British Children of the Holocaust
I have really never given much thought to how ethnocentric we become and how much the country in which we live in takes importance over all others. In fact, world politics are not so interesting if they do not directly touch us wherever we may live. I know this is true for me. When I lived in Israel what was happening in the States did not affect me unless Israel was directly involved. However, I must say that we did pay attention to Iran but Nixon’s resignation seemed unimportant to us. After all, we had a nation to build. Now back in America, I am only really concerned how what happens in America affects my personal safety and the safety of my other homeland Israel. I really could care less about the British monarchy and who is having the next heir to the throne. Along those same lines is the story of the impact of the Holocaust on the children of the survivors who left Germany before the genocide of the Nazi party. I really never thought about it and certainly did not consider it important enough to think about. In this case I am so wrong and with the release of Merilyn Moos’ “Breaking the Silence”, I realize that. I have friends and acquaintances that tell me, ”Enough with the Holocaust already”— they have seen and heard too much but I feel that we have not yet learned enough and that the Holocaust is not just a defining point in the history of the Jewish religion but of the history of the world.
Little work has looked at children whose parents fled Nazi persecution before the Holocaust and even less attention has been paid to those who ended up in Britain from Germany, Austria, Czechoslovakia and Hungary.

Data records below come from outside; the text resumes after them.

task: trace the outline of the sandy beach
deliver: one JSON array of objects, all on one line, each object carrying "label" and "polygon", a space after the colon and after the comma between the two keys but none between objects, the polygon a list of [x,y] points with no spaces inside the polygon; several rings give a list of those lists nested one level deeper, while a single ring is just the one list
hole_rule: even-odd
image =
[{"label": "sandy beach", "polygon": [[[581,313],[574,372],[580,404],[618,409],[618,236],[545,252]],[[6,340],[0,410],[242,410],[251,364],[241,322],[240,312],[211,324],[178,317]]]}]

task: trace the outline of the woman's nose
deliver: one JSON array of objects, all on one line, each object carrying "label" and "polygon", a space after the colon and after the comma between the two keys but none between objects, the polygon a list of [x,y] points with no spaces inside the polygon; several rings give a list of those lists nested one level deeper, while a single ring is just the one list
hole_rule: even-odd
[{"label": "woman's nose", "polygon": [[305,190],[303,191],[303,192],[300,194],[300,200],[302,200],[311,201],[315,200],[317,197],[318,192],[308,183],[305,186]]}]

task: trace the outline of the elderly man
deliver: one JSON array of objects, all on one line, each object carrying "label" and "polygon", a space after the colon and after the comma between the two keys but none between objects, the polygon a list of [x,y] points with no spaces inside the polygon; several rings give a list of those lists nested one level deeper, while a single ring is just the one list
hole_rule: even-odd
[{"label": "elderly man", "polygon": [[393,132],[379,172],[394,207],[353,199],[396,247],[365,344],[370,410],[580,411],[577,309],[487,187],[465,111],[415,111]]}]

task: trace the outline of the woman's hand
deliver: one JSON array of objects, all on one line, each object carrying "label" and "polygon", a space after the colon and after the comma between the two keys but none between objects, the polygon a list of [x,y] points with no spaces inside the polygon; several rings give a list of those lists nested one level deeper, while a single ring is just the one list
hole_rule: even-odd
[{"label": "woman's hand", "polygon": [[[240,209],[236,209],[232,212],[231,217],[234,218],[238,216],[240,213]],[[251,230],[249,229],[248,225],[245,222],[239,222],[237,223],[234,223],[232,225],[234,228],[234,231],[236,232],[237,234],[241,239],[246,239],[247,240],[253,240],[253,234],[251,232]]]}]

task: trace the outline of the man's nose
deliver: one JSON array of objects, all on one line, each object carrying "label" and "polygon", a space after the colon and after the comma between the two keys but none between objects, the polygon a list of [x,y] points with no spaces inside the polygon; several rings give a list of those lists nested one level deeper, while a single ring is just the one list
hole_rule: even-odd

It is only natural to want to know what the impact was on the second generation. How did it shape and/or alter their lives? By interviewing these now grown children, we get an look at their lives that is both qualitative and interdisciplinary. How does one react knowing that his/her parents escaped persecution yet so many others did not? We are given an insight into how fear of persecution and exile of their parents plays into their own lives and how some are haunted by the pasts and others cannot remember because they do not want to. We see the long-lasting effects of trauma for the children of those exiled who came to Britain from Nazi Germany. The children here speak in their own words and a commentary is provided that is moving and incredibly fascinating. The second generation of German refugees in the United Kingdom have indeed been affected by what their parents suffered and their silence about it. Sometimes silence is the most difficult part of suffering.